Embora nossa fé exija que aceitemos a morte, ela também nos chama a compreender o valor e a fragilidade surpreendentes de nossa vida e da vida do próximo. A vida humana é valiosa em qualquer circunstância, em qualquer estágio de desenvolvimento e em qualquer idade. Como disse o Papa São João Paulo II na Evangelium Vitae: “O sangue de Cristo, ao mesmo tempo que revela a grandeza do amor do Pai, manifesta também como o homem é precioso aos olhos de Deus e quão inestimável é o valor de sua vida” (n. 25). Muitos de nós professamos crer nisso, mas outra coisa que essa pandemia trouxe à tona foi o desprezo pela vida dos idosos.
Infelizmente, algumas pessoas têm afirmado que, como os idosos morrerão em breve de qualquer jeito, não há motivo para maiores preocupações. No entanto, não há nada em nossa fé que diga que a vida perde valor com o tempo. Toda vida merece ser preservada como um tesouro precioso até sermos chamados por Deus para abrir mão dela. A meditação sobre a morte pode nos ajudar a confrontar alguns aspectos da vida que, por medo da morte, não valorizamos. Memento mori nos auxilia a ter a coragem necessária diante da morte, mas também nos leva a cuidar de nossa própria vida e da vida dos outros. Quando pensamos em nossa morte com frequência durante a oração, aprendemos que nossa vida são preciosas e que podemos confiá-las a Deus.
A vida humana é valiosa em qualquer circunstância, em qualquer estágio de desenvolvimento e em qualquer idade.
Geralmente, os católicos têm liberdade para meditar sobre a morte quando se sentem preparados para fazê-lo. Hoje, no entanto, cada dia nos apresenta um convite doloroso e manifesto para meditarmos sobre a morte. Se não o aceitarmos agora, daremos uma brecha para que esse estado constante de memento mori nos leve à tentação e ao desespero. Deus sempre tira o bem do mal, e Ele pode usar essa pandemia para nossa santidade, ainda que isso nos leve à morte. Mas devemos também convidá-lo a entrar em nossas vidas, a fim de que possamos nos preparar. Podemos fazer isso começando a meditar sobre a morte com regularidade ou dedicando-nos com maior intensidade a essa prática. Só precisamos abrir nosso coração para Deus a fim apresentar a Ele o medo que sentimos da morte. Ele pode, com certeza, iluminar a escuridão em nosso coração e em nosso mundo.
Algumas destas perguntas podem servir de estímulo para os católicos que nunca meditaram sobre a morte no contexto da oração:
- Como Deus está me chamando a contactar a comunidade mais ampla nesta época de medo, doença e instabilidade financeira? Que riscos Deus quer que eu corra para servir o seu povo?

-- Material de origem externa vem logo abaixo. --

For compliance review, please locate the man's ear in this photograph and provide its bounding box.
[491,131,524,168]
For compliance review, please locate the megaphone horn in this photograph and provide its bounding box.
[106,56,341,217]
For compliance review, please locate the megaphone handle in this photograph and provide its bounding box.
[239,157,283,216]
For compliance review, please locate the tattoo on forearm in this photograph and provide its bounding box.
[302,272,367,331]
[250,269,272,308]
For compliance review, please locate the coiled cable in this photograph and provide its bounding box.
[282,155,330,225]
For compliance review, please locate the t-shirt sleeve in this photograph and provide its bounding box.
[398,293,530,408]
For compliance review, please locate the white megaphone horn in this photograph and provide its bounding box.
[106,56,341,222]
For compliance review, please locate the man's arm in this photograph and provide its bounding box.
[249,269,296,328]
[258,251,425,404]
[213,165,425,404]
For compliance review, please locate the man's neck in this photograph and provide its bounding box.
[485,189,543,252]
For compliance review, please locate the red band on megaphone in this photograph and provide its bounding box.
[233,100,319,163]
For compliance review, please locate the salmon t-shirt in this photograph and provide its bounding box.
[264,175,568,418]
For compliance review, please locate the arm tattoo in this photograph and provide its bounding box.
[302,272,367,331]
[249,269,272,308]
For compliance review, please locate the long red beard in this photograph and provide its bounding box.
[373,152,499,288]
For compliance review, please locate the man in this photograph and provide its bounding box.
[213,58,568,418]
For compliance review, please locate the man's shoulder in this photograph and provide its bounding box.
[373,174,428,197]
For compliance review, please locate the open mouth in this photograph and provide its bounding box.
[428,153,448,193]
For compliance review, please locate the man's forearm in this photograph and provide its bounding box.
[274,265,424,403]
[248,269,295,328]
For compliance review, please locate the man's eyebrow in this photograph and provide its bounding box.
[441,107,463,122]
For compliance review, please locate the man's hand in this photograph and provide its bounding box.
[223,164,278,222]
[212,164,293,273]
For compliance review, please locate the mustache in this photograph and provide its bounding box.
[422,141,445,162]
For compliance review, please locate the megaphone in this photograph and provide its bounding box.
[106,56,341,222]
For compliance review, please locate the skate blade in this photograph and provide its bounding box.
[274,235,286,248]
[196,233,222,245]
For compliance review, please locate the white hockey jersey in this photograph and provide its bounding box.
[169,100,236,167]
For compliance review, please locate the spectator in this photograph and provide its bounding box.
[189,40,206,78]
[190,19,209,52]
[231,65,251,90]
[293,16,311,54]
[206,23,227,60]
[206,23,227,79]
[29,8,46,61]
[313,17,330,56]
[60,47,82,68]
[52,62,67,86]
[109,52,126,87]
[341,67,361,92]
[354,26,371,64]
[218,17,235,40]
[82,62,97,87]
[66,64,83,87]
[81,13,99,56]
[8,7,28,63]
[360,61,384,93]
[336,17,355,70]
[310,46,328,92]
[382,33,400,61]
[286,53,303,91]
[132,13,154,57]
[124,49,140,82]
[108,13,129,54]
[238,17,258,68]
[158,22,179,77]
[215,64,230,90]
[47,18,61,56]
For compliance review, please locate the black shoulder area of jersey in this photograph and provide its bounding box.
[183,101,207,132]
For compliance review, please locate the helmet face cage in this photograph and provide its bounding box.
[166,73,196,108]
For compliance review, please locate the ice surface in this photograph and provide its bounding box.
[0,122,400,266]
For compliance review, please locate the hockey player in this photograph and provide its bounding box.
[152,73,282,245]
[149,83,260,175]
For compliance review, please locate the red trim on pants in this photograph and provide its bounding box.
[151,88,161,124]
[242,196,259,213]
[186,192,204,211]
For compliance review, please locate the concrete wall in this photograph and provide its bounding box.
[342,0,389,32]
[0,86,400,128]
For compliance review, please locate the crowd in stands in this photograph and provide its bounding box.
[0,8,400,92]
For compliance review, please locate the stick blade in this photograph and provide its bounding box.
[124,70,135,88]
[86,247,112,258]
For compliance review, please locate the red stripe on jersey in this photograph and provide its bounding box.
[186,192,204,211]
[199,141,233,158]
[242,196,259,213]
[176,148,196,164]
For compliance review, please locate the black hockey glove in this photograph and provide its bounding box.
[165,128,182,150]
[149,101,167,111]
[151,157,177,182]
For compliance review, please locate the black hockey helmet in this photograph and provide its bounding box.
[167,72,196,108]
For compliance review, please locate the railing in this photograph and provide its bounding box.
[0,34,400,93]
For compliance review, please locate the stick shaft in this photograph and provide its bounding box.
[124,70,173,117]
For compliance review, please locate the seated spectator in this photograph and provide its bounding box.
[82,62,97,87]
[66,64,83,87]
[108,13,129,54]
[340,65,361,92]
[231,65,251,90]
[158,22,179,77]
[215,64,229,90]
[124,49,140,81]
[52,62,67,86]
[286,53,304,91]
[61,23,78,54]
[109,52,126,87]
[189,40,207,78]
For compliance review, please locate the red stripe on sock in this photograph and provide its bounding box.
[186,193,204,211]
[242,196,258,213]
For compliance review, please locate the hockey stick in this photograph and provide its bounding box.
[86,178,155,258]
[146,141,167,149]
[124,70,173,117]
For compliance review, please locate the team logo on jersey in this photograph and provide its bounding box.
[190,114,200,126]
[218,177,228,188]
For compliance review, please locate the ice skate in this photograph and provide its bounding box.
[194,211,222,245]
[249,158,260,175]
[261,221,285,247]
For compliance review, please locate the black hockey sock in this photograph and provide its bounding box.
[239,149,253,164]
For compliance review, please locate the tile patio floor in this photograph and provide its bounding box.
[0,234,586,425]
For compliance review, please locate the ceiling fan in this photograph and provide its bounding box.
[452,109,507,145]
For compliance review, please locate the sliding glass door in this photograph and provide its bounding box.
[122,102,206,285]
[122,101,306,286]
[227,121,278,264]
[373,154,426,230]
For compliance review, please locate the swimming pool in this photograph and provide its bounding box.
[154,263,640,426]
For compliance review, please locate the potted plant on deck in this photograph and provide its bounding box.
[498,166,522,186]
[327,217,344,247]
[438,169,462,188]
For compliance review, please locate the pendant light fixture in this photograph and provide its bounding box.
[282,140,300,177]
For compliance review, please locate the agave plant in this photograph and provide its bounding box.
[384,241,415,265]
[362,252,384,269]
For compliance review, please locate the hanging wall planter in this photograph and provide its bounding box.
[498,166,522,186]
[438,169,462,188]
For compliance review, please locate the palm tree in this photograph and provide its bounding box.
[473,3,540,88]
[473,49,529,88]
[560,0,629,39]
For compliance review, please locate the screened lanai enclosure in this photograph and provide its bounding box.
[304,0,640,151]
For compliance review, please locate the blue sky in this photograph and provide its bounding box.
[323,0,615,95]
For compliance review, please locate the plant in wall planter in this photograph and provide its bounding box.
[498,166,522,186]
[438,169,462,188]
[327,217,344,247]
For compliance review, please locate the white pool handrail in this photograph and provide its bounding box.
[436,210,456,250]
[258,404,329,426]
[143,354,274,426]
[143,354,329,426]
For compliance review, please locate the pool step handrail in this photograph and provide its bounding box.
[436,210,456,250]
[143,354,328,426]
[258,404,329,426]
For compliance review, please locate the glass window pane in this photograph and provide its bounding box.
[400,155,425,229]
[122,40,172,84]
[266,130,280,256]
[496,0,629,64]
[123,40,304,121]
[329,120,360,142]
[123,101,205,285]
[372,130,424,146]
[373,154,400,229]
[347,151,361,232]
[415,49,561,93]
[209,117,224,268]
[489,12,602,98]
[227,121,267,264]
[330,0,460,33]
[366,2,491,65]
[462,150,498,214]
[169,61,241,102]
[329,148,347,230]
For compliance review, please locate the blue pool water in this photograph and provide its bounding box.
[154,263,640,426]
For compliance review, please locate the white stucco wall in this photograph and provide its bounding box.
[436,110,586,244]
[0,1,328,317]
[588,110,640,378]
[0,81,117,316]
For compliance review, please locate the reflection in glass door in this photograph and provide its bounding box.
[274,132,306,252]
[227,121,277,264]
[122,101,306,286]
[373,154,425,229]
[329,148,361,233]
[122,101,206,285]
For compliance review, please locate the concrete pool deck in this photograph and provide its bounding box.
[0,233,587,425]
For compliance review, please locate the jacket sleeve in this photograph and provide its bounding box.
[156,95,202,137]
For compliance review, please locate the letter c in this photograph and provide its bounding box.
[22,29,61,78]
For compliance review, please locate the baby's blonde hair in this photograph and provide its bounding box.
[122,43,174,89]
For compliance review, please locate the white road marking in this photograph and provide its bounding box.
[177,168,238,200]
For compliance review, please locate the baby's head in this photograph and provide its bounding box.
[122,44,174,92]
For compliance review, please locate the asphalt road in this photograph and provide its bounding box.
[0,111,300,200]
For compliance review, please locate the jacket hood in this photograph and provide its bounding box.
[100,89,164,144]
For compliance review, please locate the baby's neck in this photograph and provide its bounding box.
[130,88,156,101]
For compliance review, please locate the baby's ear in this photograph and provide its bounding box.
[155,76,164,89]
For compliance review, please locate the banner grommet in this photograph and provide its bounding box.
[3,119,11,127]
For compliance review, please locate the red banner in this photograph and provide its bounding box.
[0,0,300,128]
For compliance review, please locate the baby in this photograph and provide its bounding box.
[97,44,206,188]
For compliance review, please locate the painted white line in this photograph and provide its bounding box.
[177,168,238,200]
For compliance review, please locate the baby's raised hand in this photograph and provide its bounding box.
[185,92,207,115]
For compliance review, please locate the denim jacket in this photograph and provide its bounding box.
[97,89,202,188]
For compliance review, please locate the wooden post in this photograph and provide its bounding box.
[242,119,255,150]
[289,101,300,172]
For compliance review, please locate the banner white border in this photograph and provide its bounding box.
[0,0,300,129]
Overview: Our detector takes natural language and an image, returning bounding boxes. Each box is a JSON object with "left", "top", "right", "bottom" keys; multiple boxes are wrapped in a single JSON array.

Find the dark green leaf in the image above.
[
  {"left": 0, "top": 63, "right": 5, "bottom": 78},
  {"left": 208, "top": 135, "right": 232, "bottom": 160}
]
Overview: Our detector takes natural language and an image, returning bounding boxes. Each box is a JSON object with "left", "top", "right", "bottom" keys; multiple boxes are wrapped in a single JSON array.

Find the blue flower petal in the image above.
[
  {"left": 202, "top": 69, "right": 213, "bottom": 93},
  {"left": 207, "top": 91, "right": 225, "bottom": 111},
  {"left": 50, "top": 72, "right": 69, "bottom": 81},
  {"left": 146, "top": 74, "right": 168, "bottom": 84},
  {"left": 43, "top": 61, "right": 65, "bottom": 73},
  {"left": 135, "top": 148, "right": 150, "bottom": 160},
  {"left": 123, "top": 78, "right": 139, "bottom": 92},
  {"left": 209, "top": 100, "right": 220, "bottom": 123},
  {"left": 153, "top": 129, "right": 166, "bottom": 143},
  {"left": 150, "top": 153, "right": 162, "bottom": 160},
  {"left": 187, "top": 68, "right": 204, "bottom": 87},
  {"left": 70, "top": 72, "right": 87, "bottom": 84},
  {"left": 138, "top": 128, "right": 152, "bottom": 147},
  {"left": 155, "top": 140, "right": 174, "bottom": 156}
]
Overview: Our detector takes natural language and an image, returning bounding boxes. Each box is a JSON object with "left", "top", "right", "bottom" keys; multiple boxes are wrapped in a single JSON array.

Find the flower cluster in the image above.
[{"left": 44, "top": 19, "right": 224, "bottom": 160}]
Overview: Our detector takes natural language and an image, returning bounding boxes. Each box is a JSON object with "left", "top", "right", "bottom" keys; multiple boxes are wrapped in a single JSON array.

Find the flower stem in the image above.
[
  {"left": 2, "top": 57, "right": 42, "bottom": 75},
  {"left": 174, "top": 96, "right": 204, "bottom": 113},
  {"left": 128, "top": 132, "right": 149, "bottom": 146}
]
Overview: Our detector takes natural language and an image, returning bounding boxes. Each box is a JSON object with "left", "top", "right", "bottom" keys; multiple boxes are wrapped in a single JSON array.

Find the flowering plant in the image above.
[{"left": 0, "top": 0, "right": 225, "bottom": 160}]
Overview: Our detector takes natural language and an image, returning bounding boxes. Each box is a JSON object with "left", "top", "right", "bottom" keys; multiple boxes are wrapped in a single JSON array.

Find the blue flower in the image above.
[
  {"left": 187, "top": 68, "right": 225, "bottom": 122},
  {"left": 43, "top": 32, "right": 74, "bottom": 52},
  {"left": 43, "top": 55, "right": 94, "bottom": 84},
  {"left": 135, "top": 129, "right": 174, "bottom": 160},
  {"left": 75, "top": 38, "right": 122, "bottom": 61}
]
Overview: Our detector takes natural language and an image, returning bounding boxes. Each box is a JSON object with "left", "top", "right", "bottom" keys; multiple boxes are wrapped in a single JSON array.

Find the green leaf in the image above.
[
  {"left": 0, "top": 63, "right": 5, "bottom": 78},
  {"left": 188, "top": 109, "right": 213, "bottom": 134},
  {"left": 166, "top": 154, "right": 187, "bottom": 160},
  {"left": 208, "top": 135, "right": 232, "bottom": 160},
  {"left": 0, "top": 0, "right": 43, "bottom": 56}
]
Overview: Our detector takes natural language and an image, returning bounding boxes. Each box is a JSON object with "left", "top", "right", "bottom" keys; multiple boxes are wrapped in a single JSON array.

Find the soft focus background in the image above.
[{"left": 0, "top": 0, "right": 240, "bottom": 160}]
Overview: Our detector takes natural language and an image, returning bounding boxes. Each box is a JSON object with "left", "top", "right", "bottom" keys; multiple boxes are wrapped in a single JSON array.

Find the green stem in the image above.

- Como Deus me chama a ter um cuidado rigoroso a fim de evitar a disseminação do vírus entre os vulneráveis e os fracos? Como posso valorizar a vida e me preparar para a morte?
- Como Deus está me pedindo que escute as ansiedades e medos dos que estão ao meu redor e como pede que eu expresse os meus?
- Dedique um momento da oração para refletir sobre a fragilidade e a beleza da vida humana em geral e de sua vida em particular. Em seguida, dedique um tempo para refletir sobre a inevitabilidade de sua morte. Imagine-se aos pés da cruz e converse com Jesus sobre tudo o que está acontecendo.
- Reflita sobre a pergunta: “Estou preparado(a) para morrer?” Faça um exame de consciência e procure a confissão, se possível; se não puder ir, faça um propósito de ir tão logo seja possível e manifeste a Deus seu arrependimento e contrição.